У Элис холодеет затылок. Она сглатывает колючий ком, но он застревает посреди глотки, не позволяя издать и звука.
— Чёрт возьми, да что с вами творится?! Сначала Джонс, теперь Вы… Она едва отошла от вчерашней встряски, а ей устроили новую. Я не пойму, это конкурс такой? Вы с Джагхедом что, соревнуетесь в изощренности?
Кларк напрочь забывает об этике. За десять лет практики он никогда не позволял себе подобного тона в общении с родственниками своих пациентов, но эта женщина не оставила ему выбора.
— Мне жаль…— только и может выговорить Элис.
Доктор не сводит с неё тяжёлого взгляда, в котором, кроме злобы и возмущения, читается еще и откровенное презрение.
— Мне тоже, — говорит он максимально уничижительным тоном. — Мне жаль Бетти. Она сейчас в глубокой яме, а вы, ее семья, вместо того, чтоб бросить ей веревку и помочь выбраться, кидаете лопату. И рано или поздно она ей воспользуется, поверьте. Если так будет продолжаться, она выроет эту яму еще глубже, и никакая веревка уже не поможет.
Он протягивает окаменевшей Элис злополучное зеркало.
— Вот, заберите.
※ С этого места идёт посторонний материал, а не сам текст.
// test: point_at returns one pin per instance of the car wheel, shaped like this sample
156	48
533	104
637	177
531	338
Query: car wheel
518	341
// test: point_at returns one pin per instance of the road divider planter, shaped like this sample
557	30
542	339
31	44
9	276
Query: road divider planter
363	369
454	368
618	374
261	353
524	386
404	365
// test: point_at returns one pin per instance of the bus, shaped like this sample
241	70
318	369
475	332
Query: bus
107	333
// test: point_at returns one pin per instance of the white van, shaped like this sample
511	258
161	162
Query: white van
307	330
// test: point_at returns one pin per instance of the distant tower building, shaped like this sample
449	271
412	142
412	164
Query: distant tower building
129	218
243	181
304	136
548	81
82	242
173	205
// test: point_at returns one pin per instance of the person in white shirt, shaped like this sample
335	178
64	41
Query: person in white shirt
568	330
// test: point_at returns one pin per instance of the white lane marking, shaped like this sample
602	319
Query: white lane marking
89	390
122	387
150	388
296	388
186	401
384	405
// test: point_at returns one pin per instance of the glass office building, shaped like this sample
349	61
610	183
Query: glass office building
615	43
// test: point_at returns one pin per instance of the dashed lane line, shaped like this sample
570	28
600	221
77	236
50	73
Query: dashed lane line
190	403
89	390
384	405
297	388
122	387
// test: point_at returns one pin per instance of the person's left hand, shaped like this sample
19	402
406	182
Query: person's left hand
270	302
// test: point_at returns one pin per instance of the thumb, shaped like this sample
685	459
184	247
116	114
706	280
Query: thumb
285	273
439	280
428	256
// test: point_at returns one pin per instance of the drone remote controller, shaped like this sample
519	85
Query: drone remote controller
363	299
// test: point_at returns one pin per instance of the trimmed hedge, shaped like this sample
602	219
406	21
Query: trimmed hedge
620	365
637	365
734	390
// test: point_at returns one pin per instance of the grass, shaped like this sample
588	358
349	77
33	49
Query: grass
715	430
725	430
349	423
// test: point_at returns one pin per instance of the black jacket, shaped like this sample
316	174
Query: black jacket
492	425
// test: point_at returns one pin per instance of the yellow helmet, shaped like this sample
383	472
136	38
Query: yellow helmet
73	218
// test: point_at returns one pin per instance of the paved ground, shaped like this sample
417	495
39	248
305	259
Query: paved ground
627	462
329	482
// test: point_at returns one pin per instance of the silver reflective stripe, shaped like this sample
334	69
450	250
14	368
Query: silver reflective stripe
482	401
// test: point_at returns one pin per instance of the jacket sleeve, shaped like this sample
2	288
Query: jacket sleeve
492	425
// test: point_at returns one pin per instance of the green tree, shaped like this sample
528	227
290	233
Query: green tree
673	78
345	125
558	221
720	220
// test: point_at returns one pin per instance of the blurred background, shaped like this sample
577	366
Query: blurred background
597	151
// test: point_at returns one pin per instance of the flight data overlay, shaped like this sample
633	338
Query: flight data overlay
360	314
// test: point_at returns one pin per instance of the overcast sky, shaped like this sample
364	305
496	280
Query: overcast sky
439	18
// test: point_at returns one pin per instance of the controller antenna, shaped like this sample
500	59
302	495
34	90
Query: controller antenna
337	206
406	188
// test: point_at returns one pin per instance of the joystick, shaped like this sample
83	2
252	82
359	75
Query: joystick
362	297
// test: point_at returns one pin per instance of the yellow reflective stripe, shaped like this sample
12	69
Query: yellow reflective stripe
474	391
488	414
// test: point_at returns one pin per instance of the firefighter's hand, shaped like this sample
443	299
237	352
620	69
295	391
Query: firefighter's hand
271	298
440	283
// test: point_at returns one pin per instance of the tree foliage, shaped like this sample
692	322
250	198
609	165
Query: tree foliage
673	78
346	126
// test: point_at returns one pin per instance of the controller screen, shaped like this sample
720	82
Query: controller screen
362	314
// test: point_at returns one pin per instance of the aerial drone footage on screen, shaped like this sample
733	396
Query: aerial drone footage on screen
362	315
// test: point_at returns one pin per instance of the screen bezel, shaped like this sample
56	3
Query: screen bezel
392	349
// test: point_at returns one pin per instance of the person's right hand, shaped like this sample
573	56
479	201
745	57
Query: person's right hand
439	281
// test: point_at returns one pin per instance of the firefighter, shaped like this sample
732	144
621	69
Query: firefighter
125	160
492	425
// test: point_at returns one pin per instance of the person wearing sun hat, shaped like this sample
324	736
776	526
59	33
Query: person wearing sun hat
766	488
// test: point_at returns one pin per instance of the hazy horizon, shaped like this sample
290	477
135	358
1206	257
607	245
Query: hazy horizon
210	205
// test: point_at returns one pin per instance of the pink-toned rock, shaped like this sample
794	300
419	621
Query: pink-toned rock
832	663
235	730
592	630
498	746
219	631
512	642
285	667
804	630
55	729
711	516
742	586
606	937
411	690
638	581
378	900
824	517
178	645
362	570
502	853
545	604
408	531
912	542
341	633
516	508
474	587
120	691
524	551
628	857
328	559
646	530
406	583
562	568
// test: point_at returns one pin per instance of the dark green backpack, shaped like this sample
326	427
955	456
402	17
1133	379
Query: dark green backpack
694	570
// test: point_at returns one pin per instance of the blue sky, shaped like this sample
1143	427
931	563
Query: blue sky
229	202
В ближайшие дни никаких посещений. С девочкой будет работать психолог. Нужно исправлять то, что вы натворили.
Как только Элис берет из рук Кларка пудру, он сразу же разворачивается и уходит.
И пока доктор Кларк будет идти по коридору, в палату Элизабет Купер, он будет с горечью спрашивать у самого себя, чем же эта девочка обидела всех этих людей, что они так безжалостно обходятся с ней.
Десять дней он не сможет добиться от Бетти ни единого слова, хотя в этом нет ничего удивительного, ведь он тоже в ее списке предателей.
Она не будет идти на контакт с психологом, требуя оставить ее в покое. Она замкнется, обнесёт свой крошечный мирок бетонной стеной, спрячется за ней и никому не позволит влезть в этот мир без разрешения.
Каждый день в больницу будут приходить ее родственники и друзья, но никого из них Бетти видеть не пожелает. Элис, Джагхед, ЭфПи — все, кто носит фамилию Джонс станут «персонами нон-грата», и одному Богу известно, смогут ли они восстановить свою репутацию, смогут ли вернуть утраченное доверие.